Potret Dokter Mengabaikan Pasiennya (Sumber : 13 Ways to Get a Doctor to Take Your Pain (Very, Very) Seriously)

Penang, 11 Maret 2020. Masih teringat jelas oleh adikku perkataan dokter saraf yang kewalahan menangani penyakit papa. “Saya tengok, sakitnya Bapak makin teruk. Pulang lebih baik daripada terlambat, kami tak bisa berbuat banyak,” begitu ujarnya kepada adikku yang berdiri di bibir ranjang papa. “Tapi, dok…,” bantah adikku, “Jakarta sedang dilanda wabah Covid-19, tolong kami yang sudah datang jauh-jauh kesini, tidak adakah antibiotik lain yang dapat mengobatinya?” pinta adikku. Dokter itu menegaskan, “Tak ada, polymixin B is the final one .” Adikku tersentak dan tak kuasa menahan air mata yang mulai membasahi kedua pipinya.

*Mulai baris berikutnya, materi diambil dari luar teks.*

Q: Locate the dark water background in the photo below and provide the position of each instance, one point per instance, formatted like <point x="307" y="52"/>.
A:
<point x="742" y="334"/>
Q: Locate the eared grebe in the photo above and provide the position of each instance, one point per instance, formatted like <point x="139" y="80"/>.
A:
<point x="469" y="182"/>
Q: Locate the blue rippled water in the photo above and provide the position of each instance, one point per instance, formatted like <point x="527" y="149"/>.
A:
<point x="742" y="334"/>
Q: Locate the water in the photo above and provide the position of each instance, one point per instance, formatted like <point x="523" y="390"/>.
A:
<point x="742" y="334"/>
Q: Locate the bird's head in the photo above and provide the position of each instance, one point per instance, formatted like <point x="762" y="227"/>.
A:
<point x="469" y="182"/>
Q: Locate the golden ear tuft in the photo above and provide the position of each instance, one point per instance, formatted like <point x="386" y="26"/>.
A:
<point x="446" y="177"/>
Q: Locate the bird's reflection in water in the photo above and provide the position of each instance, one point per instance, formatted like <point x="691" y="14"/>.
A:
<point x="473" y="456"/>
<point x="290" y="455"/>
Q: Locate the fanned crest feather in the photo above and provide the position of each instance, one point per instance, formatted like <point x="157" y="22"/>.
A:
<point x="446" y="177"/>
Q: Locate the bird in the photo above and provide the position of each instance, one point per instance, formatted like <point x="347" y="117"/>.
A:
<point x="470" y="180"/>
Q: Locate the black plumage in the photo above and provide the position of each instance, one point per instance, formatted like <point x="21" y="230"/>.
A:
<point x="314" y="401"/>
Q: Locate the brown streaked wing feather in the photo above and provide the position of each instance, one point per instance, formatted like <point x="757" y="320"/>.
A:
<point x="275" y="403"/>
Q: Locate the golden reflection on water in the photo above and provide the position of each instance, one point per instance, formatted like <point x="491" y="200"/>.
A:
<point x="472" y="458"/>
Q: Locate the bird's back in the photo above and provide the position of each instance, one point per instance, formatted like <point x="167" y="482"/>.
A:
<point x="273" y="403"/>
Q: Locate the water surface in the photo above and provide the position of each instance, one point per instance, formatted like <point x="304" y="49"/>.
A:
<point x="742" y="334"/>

Papa tiba di Jakarta pada 16 Maret, satu hari sebelum Malaysia resmi di-lockdown . Masih dipasang ventilator, papa tampak letih lesu, tingkat kesadarannya agak menurun, ia terbaring kaku di dalam ambulans yang mengantarkannya pulang. Sesampainya di rumah, seusai tim paramedis melepaskan ventilator, adikku langsung memasangkan pulse oximeter , si penjepit minimalis yang bisa dimasukkan ke dalam kocek, ke jari manis papa. “Puji Tuhan, saturasi oksigennya stabil di 99 dan denyut jantungnya di 80!” seru adikku lega, menenangkan seisi rumah yang terlihat tegang.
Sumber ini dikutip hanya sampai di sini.